We (listeners, music writers, whoever) often want artists to grow and progress in a recognisable narrative. We like breakup albums followed by love albums followed by ‘mature’ records about life and art. We like stripped back acoustic records followed by balls-to-the-wall highly produced pop records followed by a nice middle ground. The way Sarah Mary Chadwick is growing is something hard to recognise. To say her records are getting sadder is reductive. Nothing comes close to the dewy sweetness of something like ‘Aquarius and Gemini’ off Nine Classic Tracks, but really it’s about diving deeper and deeper into the feelings that have been around forever. She’s rejecting another kind of narrative too, the one about grief, the ‘time heals all wounds’, the one that tells people to stop talking about it, to stop making people uncomfortable. ‘Dancing Slowly’ is a heartbreaking picture of how you can become trapped in moments that have defined you, getting stuck and watching the world pass you by, needing help but knowing no one can give it ‘I just need a lighthouse/ I just need some energy’.

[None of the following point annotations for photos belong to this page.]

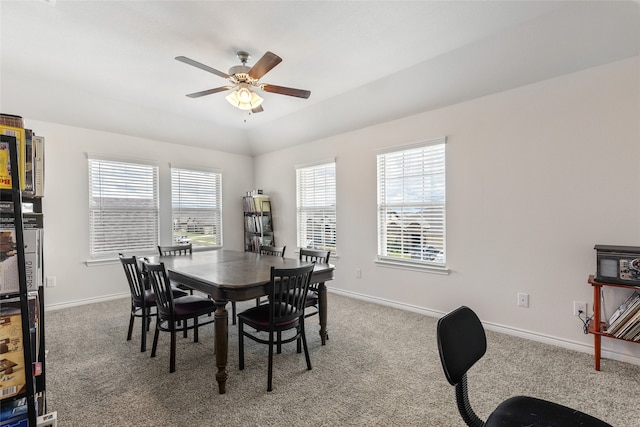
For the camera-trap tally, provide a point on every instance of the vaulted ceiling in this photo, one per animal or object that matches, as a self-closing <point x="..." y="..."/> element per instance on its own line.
<point x="109" y="65"/>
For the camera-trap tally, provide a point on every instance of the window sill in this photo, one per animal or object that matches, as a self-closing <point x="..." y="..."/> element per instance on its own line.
<point x="425" y="268"/>
<point x="115" y="260"/>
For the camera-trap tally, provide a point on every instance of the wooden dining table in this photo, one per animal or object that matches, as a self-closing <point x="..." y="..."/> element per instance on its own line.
<point x="227" y="275"/>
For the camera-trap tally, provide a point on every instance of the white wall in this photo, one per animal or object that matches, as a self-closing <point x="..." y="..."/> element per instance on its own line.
<point x="66" y="204"/>
<point x="535" y="177"/>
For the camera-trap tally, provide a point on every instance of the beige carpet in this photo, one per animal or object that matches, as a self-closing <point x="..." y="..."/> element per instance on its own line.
<point x="379" y="368"/>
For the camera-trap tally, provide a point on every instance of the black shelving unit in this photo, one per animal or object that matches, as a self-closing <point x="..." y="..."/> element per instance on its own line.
<point x="31" y="312"/>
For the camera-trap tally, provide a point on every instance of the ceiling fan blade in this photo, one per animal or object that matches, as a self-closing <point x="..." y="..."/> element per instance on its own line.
<point x="202" y="66"/>
<point x="264" y="65"/>
<point x="286" y="91"/>
<point x="209" y="91"/>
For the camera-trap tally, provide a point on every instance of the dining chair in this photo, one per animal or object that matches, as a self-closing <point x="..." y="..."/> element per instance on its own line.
<point x="171" y="310"/>
<point x="278" y="316"/>
<point x="187" y="249"/>
<point x="273" y="251"/>
<point x="319" y="256"/>
<point x="461" y="343"/>
<point x="183" y="249"/>
<point x="142" y="298"/>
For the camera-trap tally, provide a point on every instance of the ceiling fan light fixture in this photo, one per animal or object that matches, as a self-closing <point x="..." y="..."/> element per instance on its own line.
<point x="244" y="99"/>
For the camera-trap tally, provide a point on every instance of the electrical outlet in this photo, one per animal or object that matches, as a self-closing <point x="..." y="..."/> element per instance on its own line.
<point x="523" y="300"/>
<point x="579" y="306"/>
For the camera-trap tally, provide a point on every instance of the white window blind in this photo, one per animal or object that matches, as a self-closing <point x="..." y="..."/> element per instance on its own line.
<point x="196" y="198"/>
<point x="123" y="207"/>
<point x="316" y="206"/>
<point x="411" y="204"/>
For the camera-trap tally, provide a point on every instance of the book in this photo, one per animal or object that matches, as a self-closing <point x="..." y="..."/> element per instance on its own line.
<point x="622" y="307"/>
<point x="38" y="165"/>
<point x="12" y="361"/>
<point x="9" y="274"/>
<point x="624" y="317"/>
<point x="28" y="162"/>
<point x="5" y="162"/>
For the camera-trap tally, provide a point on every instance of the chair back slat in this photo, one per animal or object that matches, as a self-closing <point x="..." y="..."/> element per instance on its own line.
<point x="175" y="250"/>
<point x="317" y="255"/>
<point x="273" y="250"/>
<point x="287" y="292"/>
<point x="134" y="277"/>
<point x="162" y="288"/>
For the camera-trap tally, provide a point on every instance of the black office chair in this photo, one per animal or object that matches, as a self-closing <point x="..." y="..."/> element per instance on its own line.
<point x="277" y="316"/>
<point x="461" y="343"/>
<point x="172" y="310"/>
<point x="142" y="299"/>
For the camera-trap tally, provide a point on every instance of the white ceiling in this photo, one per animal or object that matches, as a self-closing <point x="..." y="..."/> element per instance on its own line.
<point x="109" y="65"/>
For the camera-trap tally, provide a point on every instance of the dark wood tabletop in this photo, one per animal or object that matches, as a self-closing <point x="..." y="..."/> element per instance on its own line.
<point x="228" y="275"/>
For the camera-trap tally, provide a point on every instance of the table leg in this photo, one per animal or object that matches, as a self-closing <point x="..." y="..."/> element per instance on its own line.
<point x="322" y="312"/>
<point x="222" y="344"/>
<point x="597" y="326"/>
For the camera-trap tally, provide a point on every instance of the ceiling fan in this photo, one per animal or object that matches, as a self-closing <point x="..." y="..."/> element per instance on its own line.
<point x="244" y="78"/>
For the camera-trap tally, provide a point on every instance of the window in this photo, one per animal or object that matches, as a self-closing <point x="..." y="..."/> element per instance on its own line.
<point x="411" y="204"/>
<point x="196" y="202"/>
<point x="316" y="205"/>
<point x="123" y="207"/>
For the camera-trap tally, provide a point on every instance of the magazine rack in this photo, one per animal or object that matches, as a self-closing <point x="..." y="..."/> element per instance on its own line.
<point x="597" y="326"/>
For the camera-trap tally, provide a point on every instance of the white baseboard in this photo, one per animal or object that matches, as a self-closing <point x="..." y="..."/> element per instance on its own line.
<point x="508" y="330"/>
<point x="60" y="306"/>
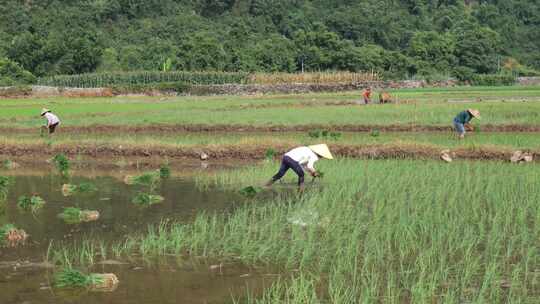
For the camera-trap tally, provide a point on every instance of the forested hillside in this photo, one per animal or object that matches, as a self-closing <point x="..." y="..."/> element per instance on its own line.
<point x="397" y="38"/>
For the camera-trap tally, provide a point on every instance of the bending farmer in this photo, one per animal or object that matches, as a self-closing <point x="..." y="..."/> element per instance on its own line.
<point x="462" y="120"/>
<point x="52" y="120"/>
<point x="301" y="157"/>
<point x="367" y="95"/>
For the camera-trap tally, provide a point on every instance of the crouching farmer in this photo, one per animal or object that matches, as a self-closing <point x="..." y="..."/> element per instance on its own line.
<point x="461" y="121"/>
<point x="300" y="158"/>
<point x="52" y="120"/>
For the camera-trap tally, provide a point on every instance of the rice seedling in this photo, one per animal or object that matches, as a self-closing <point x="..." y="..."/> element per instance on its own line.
<point x="4" y="187"/>
<point x="30" y="204"/>
<point x="325" y="134"/>
<point x="147" y="199"/>
<point x="10" y="236"/>
<point x="72" y="215"/>
<point x="70" y="189"/>
<point x="62" y="164"/>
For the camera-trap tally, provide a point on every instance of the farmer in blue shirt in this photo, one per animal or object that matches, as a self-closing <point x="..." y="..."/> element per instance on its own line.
<point x="462" y="120"/>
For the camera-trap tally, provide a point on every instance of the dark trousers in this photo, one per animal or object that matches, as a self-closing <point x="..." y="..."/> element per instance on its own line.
<point x="289" y="163"/>
<point x="52" y="128"/>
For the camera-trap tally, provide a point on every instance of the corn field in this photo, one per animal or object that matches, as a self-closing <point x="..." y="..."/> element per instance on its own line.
<point x="315" y="78"/>
<point x="100" y="80"/>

She’s still a searing judge of character, the way she strips an ex-lover down on ‘Bauble on a Chain’ is not so much a ‘fuck you’ as a ‘fuck me for falling for it’. For real people grief can make you difficult, morose, hard to be around. God forbid, ‘negative’.  But when you can turn it into a kind of art it also makes you attractive to people who want to seem deep and understanding. Chadwick sees through this – on that song her lover reveals themselves as wanting something a lot prettier than anything she’s got to offer;  ‘you want a prop with only lines / that ask your favourite things to eat / and then enquire about your day’. And she’s realising how this all sounds even as she’s singing it ‘when I describe it / this has no semblance to love after all’. That familiar feeling coming to the end of a relationship or friendship and wondering what the hell that was.

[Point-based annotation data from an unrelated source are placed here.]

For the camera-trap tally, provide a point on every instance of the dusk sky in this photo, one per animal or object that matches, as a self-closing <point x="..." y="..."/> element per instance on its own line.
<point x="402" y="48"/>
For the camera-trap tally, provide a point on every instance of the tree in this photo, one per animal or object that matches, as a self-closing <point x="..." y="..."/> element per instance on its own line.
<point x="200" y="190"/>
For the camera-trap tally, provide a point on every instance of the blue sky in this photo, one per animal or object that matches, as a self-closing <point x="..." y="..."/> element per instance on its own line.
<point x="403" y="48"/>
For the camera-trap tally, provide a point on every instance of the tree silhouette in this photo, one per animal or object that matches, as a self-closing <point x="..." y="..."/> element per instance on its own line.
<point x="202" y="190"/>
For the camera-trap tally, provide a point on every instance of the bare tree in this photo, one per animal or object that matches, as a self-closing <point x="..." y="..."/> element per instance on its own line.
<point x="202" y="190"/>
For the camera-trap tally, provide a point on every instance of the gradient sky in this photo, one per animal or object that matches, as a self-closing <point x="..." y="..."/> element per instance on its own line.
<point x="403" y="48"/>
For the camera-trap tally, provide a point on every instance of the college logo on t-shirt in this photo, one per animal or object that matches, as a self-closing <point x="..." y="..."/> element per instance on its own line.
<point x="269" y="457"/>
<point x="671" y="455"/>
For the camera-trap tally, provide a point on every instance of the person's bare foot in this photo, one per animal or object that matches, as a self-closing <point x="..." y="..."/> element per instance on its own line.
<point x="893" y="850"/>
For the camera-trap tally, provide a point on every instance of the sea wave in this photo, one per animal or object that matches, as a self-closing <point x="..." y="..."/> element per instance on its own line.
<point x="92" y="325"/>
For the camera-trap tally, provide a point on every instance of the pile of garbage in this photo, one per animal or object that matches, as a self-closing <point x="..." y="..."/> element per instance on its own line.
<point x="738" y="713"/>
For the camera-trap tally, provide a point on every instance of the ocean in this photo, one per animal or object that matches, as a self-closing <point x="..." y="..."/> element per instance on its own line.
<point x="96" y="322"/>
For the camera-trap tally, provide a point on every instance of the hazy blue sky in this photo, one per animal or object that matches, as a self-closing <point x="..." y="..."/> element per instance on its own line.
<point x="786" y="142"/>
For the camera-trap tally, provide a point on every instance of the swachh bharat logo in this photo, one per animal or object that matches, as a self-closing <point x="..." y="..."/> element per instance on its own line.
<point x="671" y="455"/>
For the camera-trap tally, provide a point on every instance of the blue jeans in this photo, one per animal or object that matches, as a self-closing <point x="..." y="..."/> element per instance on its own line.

All her world-weary knowingness is stripped away in the heartbreaking ballad ‘Five Months’ with its almost childlike rhymes ‘five months without you is too long / so come back when you hear this song’. This is one of the few songs on the album where it doesn’t seem like Chadwick is commenting on her own feelings while she’s singing about them. Every now and then she’s slip in some reference to second-guessing if she should be making these big statements, like in opening track ‘Flow Over Me’s’ lines; ‘some of us can take it / some of us don’t make it/ some of us are fakers only ever be heart breakers’ and ‘all tied up inside my mother / never really knew my father / this is boring to you’, but ‘Five Months’ she gives in to naked wishful thinking. It’s a delicate song, a dream world this close to falling apart.

I go back and forth over whether there’s something to take from this record. I don’t think there has to be, I think as a thing, as a document from a person who’s gone through more than any of us have or probably ever will, it’s beautiful and worthy and basically above analysis. But maybe there’s a hint in ‘Wind Wool’s slowly lilting piano ballad of fighting your own brain, giving up, memory and friendship. It’s one of the record’s shortest and simplest songs, and gives us the line ‘I’ll die/ you died/ we die’. But she also seems to rally something close to a knowing smile in ‘some people think skies should be blue all the time but me I love a storm.’ Maybe this is the sentiment that us great fetishists of sorrow identify, or desperately want to identify with, that feeling of getting a little thrill as the dark clouds gather, to love that cleansing destruction of a good hard rain.

Buy the record or forever live with that nagging feeling of regret.